What financial condition must the Learningrx business have to be eligible for the early termination option?
Learningrx Franchise · 2025 FDDAnswer from 2025 FDD Document
Beginning three (3) years after the date of this Agreement, Franchisee may, at its option, upon sixty (60) days prior written notice ("Notice Period") to franchisor, terminate this Agreement prior to its expiration date ("Early Termination Option") if, at the time of exercising its option, the Business has a negative Net Operating Income on a cash basis (as recorded in the Franchisee's accounting software), and verified by Certified Professional Accountant approved by Franchisor (at Franchisee's sole cost and expense) over any aggregated twelve (12) consecutive month period during the Term of this Agreement.

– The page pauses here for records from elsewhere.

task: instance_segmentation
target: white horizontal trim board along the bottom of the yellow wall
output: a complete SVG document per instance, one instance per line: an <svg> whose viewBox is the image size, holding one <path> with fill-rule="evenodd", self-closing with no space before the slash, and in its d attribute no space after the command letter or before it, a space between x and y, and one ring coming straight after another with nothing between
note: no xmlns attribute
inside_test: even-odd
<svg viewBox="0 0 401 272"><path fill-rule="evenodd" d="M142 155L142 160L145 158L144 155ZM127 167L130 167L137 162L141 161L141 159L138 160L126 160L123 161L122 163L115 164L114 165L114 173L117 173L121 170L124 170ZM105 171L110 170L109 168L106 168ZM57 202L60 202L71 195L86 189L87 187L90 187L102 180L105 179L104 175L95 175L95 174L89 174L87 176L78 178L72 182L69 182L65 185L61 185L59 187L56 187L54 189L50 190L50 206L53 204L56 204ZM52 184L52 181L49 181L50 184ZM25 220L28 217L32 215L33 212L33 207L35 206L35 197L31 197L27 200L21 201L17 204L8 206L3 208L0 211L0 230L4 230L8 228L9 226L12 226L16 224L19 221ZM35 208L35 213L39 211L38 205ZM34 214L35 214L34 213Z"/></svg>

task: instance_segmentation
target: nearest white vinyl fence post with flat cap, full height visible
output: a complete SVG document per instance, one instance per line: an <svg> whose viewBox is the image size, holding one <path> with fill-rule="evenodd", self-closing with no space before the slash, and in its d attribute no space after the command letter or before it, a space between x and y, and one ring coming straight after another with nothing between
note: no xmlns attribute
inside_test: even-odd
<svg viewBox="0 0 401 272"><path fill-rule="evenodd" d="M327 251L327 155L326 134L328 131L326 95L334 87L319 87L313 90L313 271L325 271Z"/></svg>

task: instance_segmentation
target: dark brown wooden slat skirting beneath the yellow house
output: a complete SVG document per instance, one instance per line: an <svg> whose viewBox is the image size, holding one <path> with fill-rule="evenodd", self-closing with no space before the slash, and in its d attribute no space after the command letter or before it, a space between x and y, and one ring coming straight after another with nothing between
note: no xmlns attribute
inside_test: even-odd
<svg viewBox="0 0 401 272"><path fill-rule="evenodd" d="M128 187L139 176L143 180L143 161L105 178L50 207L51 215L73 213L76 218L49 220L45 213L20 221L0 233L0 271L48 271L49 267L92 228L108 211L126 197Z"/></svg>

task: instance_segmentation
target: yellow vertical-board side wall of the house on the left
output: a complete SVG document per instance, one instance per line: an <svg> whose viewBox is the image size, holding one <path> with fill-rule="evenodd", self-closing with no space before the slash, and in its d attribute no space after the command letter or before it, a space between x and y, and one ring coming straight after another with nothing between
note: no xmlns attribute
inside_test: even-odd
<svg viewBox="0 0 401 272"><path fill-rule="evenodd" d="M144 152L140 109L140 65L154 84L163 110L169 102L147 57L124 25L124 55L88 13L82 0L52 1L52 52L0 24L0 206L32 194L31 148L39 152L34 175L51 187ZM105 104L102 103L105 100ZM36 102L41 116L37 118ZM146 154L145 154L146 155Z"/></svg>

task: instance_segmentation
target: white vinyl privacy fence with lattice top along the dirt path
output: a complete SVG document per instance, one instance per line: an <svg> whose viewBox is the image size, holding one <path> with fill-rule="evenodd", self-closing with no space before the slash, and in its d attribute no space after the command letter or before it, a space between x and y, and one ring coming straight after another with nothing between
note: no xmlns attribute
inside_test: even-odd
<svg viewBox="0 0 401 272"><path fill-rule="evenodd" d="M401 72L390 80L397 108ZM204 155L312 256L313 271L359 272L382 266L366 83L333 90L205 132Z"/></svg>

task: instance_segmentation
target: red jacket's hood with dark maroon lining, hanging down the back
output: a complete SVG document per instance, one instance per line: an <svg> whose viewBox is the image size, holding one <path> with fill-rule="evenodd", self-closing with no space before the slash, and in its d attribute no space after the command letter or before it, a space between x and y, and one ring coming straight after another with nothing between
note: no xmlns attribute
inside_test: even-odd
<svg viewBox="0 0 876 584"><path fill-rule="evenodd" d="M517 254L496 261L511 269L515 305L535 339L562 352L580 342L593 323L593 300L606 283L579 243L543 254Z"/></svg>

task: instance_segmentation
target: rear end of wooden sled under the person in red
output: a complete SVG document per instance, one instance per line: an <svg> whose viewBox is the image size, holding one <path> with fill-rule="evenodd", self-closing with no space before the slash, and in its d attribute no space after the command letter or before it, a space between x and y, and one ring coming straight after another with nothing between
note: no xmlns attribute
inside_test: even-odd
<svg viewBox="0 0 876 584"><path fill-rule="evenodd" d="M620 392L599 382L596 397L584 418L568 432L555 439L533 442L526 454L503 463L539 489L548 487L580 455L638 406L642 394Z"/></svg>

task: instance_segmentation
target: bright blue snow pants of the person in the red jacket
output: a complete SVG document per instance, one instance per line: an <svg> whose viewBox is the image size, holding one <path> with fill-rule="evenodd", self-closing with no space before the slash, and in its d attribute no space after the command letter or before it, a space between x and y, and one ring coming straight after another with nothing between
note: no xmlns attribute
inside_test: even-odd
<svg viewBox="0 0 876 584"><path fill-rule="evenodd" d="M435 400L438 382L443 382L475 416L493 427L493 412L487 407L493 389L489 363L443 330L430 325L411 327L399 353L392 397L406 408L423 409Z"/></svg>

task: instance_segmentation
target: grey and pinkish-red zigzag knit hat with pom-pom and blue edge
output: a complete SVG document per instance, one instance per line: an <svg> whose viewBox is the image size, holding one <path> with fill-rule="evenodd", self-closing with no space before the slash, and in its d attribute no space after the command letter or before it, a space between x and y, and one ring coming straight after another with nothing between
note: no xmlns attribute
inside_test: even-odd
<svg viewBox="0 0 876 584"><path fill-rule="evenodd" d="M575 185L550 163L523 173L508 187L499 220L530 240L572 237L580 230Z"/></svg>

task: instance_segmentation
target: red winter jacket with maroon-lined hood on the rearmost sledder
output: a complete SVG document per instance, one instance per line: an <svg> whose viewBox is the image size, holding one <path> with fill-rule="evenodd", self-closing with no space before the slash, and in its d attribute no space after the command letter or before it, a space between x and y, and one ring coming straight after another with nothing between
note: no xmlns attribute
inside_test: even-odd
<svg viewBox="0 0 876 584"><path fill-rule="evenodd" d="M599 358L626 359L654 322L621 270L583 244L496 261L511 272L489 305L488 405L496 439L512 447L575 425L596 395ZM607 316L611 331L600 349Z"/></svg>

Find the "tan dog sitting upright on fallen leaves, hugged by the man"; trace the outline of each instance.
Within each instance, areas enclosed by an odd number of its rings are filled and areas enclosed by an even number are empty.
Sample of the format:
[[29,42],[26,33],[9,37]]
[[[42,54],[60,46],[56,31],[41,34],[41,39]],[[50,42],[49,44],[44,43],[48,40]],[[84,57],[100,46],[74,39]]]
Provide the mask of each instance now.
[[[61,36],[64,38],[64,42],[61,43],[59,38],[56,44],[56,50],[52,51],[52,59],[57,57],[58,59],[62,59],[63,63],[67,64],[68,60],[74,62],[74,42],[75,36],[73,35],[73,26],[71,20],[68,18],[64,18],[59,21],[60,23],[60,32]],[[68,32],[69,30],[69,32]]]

If Franchisee exercises the Early Termination Option in strict compliance with the terms of this Section 13.06, Franchisor agrees to waive Franchisor's right to seek from Franchisee, and Franchisee shall not be liable in any way for, Franchisor's lost future profits, lost future royalty fees, and/or lost future marketing/advertising fees and Franchisee shall not be subject to any liquidated damages identified in the Franchise Agreement (collectively the "Lost Profits Damages").

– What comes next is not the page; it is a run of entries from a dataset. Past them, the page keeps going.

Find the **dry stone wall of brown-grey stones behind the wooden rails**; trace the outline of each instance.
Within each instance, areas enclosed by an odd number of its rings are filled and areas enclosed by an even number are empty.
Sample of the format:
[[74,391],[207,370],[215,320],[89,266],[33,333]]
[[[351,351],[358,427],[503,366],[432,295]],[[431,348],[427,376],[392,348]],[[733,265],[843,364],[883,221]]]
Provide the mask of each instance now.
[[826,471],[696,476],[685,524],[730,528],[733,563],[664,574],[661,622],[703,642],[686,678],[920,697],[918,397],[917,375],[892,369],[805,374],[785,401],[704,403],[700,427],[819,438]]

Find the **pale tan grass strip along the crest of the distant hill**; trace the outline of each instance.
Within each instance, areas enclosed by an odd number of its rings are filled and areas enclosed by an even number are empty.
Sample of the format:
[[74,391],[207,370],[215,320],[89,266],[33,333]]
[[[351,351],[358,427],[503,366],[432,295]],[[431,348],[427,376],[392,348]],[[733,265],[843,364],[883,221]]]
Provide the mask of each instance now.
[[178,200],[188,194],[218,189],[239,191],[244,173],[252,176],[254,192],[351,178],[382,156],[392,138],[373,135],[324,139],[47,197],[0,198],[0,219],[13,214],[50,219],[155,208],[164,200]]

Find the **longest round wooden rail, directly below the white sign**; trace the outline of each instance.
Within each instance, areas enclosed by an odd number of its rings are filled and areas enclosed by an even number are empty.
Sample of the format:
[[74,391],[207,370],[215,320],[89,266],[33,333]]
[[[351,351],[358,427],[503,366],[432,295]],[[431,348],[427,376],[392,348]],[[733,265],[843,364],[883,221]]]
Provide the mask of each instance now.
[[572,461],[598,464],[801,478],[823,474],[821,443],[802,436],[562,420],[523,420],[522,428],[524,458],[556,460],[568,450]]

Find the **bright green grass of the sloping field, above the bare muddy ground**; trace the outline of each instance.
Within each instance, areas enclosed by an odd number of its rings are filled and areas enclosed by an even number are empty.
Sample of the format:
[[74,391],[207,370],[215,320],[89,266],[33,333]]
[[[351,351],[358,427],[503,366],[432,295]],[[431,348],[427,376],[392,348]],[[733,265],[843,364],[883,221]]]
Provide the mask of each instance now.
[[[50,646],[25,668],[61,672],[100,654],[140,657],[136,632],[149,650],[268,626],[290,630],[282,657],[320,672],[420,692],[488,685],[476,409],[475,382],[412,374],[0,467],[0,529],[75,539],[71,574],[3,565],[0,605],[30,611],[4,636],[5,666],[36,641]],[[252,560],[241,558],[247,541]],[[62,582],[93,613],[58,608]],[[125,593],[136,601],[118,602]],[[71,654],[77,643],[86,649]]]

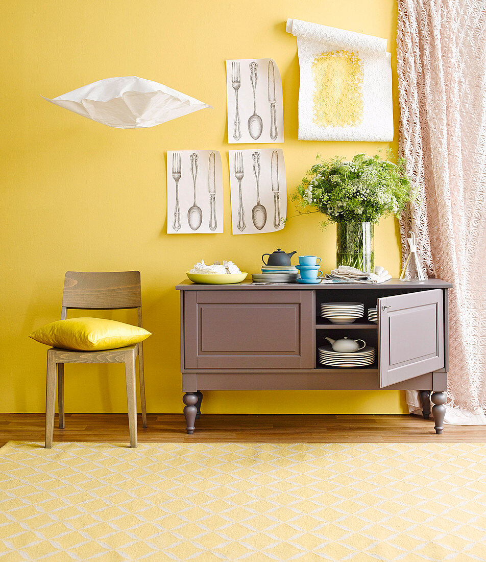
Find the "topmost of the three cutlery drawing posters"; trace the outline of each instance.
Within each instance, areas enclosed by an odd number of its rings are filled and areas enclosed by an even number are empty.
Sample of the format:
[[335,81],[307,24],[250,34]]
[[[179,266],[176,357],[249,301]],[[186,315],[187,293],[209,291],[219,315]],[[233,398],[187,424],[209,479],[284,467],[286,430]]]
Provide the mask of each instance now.
[[282,82],[271,58],[226,61],[228,142],[284,142]]

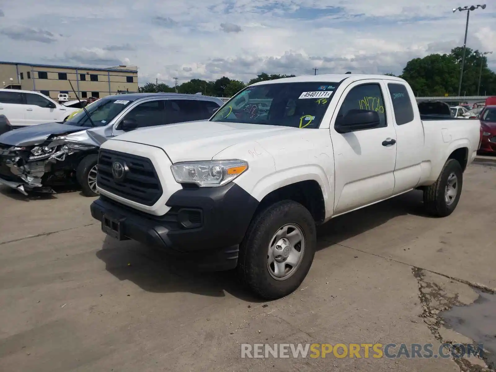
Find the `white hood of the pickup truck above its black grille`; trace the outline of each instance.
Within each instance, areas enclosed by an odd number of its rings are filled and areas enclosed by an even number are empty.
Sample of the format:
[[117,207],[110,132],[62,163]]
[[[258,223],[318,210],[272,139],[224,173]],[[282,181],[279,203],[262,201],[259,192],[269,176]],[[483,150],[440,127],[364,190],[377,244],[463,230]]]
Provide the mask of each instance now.
[[291,132],[302,135],[302,129],[289,126],[196,121],[139,129],[109,141],[120,140],[159,147],[173,163],[177,163],[210,160],[229,146]]

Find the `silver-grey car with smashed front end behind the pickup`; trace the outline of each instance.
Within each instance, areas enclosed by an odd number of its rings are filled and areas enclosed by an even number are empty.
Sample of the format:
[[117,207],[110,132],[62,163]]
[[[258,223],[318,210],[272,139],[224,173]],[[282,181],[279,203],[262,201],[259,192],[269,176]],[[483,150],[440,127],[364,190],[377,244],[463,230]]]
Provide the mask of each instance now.
[[[123,98],[124,97],[124,98]],[[101,98],[64,123],[14,129],[0,135],[0,184],[27,194],[81,186],[96,196],[98,149],[107,139],[147,126],[206,120],[219,98],[133,93]]]

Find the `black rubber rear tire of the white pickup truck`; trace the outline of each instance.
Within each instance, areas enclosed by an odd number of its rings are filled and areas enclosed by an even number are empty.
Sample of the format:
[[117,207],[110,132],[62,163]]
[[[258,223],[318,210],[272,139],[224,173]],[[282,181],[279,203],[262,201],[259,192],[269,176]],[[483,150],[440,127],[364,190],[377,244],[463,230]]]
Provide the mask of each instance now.
[[[445,200],[445,190],[448,178],[454,174],[457,178],[456,195],[448,204]],[[427,212],[435,217],[449,216],[456,208],[463,186],[463,172],[460,163],[455,159],[448,159],[439,174],[437,181],[424,189],[424,206]]]

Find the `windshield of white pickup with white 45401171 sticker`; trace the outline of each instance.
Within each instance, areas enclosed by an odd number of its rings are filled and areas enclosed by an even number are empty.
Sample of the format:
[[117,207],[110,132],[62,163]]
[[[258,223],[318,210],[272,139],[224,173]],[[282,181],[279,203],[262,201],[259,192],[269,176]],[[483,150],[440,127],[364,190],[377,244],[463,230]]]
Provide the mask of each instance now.
[[211,121],[318,128],[338,85],[297,82],[249,86],[231,98]]

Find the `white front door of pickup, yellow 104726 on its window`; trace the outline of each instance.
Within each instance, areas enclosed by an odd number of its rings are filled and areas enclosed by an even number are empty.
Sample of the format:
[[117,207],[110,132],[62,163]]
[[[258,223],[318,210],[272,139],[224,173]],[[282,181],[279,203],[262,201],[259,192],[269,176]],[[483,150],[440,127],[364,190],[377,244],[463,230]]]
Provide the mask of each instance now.
[[[356,81],[339,98],[331,122],[335,162],[334,214],[344,213],[393,194],[396,132],[382,80]],[[372,110],[380,124],[372,129],[338,133],[334,124],[350,110]]]

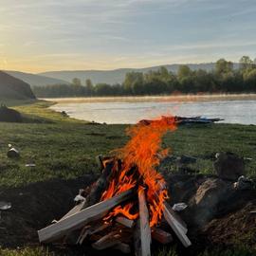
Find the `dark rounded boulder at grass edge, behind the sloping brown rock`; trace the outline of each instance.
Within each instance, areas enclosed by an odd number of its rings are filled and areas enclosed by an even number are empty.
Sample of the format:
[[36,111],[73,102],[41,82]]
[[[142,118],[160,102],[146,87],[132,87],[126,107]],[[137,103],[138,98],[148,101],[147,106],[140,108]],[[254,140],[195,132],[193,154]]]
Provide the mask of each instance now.
[[237,180],[245,174],[244,159],[233,153],[217,153],[213,166],[216,174],[223,179]]

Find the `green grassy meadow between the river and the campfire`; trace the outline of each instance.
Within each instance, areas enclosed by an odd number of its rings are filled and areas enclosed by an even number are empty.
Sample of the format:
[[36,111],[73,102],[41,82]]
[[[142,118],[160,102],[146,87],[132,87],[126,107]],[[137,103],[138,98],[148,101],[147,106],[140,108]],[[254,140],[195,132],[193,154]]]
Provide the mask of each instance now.
[[[28,123],[0,122],[0,185],[20,186],[54,177],[67,179],[98,172],[96,155],[108,155],[128,139],[127,125],[96,125],[65,118],[48,109],[50,104],[46,101],[19,104],[14,108],[29,119]],[[19,159],[7,157],[8,144],[20,150]],[[197,156],[197,163],[190,167],[202,174],[213,173],[211,157],[216,152],[230,151],[252,157],[247,163],[247,175],[256,175],[256,126],[179,127],[164,137],[163,145],[170,147],[174,155]],[[36,167],[25,167],[30,162]]]

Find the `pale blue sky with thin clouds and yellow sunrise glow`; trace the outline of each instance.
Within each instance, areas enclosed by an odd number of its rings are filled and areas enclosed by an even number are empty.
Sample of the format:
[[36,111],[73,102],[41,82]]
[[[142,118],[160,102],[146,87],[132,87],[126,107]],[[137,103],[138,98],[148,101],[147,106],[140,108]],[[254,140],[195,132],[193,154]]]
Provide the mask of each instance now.
[[0,0],[0,69],[256,58],[255,0]]

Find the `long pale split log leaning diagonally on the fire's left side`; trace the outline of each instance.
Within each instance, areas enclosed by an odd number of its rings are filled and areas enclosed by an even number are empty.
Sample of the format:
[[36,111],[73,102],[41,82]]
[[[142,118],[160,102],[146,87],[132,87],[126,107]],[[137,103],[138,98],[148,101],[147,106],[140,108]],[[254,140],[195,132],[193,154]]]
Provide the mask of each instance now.
[[108,210],[111,210],[121,202],[130,199],[132,195],[133,190],[122,192],[110,199],[70,215],[45,229],[40,229],[38,230],[39,241],[41,243],[54,241],[72,230],[81,229],[87,223],[100,219]]

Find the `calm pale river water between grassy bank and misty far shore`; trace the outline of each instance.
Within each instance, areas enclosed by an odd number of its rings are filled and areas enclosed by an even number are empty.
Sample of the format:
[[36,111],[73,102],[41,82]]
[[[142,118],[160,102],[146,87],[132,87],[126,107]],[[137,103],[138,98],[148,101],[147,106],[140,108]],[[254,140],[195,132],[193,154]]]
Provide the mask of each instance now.
[[58,103],[51,108],[65,111],[75,119],[106,123],[136,123],[140,119],[173,114],[221,118],[226,123],[256,124],[256,101],[72,102]]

Franchisee acknowledges and agrees that Franchisor retains the right to pursue Franchisee for any and all damages (including, by way of example, any and all monies owed to Franchisor prior to the termination of the Franchise Agreement, damages incurred by Franchisor as the result of Franchisee's conversion of existing or prospective customers, trademark damages, reputational damages, damages incurred by Franchisor as the result of Franchisee's failure to provide all paid for services to customers or refunds to customers), other than the Lost Profits Damages, incurred by Franchisor as the result of Franchisee's exercise of the Early Termination Option.

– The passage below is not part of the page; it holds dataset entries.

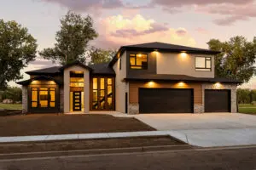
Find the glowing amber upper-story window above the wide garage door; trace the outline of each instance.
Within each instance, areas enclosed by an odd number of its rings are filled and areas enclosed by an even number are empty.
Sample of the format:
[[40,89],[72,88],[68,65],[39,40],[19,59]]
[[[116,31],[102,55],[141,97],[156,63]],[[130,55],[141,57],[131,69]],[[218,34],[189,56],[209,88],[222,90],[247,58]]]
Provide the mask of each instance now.
[[148,69],[148,55],[147,54],[130,54],[130,68],[138,70]]

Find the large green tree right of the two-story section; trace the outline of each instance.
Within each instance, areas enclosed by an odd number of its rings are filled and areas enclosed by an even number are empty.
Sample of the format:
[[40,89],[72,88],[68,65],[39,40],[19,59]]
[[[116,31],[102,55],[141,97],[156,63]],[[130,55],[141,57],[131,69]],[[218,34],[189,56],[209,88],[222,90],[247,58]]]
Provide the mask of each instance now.
[[229,77],[248,82],[255,74],[256,37],[248,42],[245,37],[231,37],[228,42],[211,39],[207,42],[212,50],[221,51],[215,58],[215,73],[218,77]]

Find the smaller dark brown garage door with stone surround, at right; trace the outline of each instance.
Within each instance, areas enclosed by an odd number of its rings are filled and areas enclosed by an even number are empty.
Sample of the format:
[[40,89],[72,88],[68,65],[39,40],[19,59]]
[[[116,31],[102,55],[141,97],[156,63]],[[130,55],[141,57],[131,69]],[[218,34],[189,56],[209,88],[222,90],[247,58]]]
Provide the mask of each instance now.
[[205,112],[230,112],[230,90],[205,90]]

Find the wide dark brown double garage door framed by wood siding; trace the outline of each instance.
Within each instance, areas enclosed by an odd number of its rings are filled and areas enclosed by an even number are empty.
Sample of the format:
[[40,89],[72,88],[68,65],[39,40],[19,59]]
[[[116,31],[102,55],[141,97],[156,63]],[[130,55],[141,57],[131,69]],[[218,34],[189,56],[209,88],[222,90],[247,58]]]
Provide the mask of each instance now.
[[192,113],[193,89],[140,88],[140,113]]

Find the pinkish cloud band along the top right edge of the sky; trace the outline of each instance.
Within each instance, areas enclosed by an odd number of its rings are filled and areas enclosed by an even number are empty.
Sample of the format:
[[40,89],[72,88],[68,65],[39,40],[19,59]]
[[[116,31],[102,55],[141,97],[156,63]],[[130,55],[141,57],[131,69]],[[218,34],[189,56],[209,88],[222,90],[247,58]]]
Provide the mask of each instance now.
[[205,14],[222,15],[213,20],[218,26],[229,26],[238,20],[248,20],[256,17],[256,4],[254,0],[152,0],[153,5],[160,6],[171,14],[194,10]]

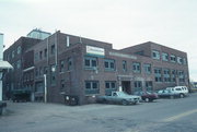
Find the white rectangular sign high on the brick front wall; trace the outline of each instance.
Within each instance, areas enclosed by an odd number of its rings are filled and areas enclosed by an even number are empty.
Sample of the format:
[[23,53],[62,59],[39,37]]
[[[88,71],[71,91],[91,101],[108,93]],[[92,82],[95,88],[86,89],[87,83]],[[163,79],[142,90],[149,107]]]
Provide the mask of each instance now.
[[86,46],[86,53],[95,56],[105,56],[105,49],[93,46]]

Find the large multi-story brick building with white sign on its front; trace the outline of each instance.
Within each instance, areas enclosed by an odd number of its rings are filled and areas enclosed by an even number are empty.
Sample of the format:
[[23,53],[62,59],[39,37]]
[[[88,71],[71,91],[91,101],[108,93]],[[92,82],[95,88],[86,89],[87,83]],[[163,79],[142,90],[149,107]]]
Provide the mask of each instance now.
[[112,44],[56,32],[24,53],[23,86],[33,100],[79,104],[123,89],[155,91],[188,86],[188,63],[182,52],[151,41],[116,50]]

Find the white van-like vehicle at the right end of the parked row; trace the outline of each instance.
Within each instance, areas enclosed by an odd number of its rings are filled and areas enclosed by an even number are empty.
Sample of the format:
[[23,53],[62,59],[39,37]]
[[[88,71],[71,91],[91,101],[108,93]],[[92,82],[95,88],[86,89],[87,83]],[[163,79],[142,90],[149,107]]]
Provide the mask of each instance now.
[[167,87],[172,93],[179,94],[179,97],[188,96],[188,88],[186,86],[175,86],[175,87]]

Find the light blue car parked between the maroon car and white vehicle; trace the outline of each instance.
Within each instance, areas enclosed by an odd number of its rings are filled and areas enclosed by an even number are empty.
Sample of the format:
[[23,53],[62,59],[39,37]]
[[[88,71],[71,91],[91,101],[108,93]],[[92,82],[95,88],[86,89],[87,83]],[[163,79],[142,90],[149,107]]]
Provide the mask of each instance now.
[[178,93],[173,93],[170,89],[160,89],[158,91],[159,98],[175,98],[179,97]]

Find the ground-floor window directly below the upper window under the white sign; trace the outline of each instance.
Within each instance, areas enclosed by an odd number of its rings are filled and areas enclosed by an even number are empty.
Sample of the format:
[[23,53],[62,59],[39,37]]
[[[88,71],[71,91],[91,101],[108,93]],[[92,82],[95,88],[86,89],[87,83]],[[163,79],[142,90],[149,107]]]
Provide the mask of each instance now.
[[99,94],[99,81],[85,81],[85,94]]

Source: Item 23 — RECEIPT (FDD pages 54–209)
What This Means (2025 FDD)
According to Learningrx's 2025 Franchise Disclosure Document, a franchisee has the option to terminate the agreement early if the business demonstrates a specific financial condition. Beginning three years after the franchise agreement date, a Learningrx franchisee can terminate the agreement prior to its expiration with a 60-day written notice if the business has a negative Net Operating Income on a cash basis. This negative income must be recorded in the franchisee's accounting software and verified by a Certified Professional Accountant approved by Learningrx, with the franchisee bearing the cost of this verification. The negative Net Operating Income must occur over any aggregated 12 consecutive month period during the term of the agreement.
If a Learningrx franchisee exercises this early termination option in strict compliance with the terms outlined in the FDD, Learningrx agrees to waive its right to seek lost future profits, lost future royalty fees, and lost future marketing/advertising fees from the franchisee. Additionally, the franchisee will not be subject to any liquidated damages identified in the Franchise Agreement. This waiver of damages is a significant benefit for franchisees struggling to maintain profitability, as it limits their financial exposure upon exiting the franchise system.
However, it is important to note that Learningrx retains the right to pursue the franchisee for any and all other damages, including monies owed to Learningrx prior to termination, damages resulting from the franchisee's conversion of existing or prospective customers, trademark damages, reputational damages, and damages incurred due to the franchisee's failure to provide paid services or refunds to customers. Therefore, while the waiver of lost profits is a substantial concession, franchisees must still ensure they fulfill all other financial and contractual obligations to avoid further liabilities.
This early termination option provides a safety net for Learningrx franchisees whose businesses are not performing well, but it also underscores the importance of careful financial management and adherence to the franchise agreement. Prospective franchisees should carefully consider the conditions for early termination and the potential liabilities that remain even if the option is exercised.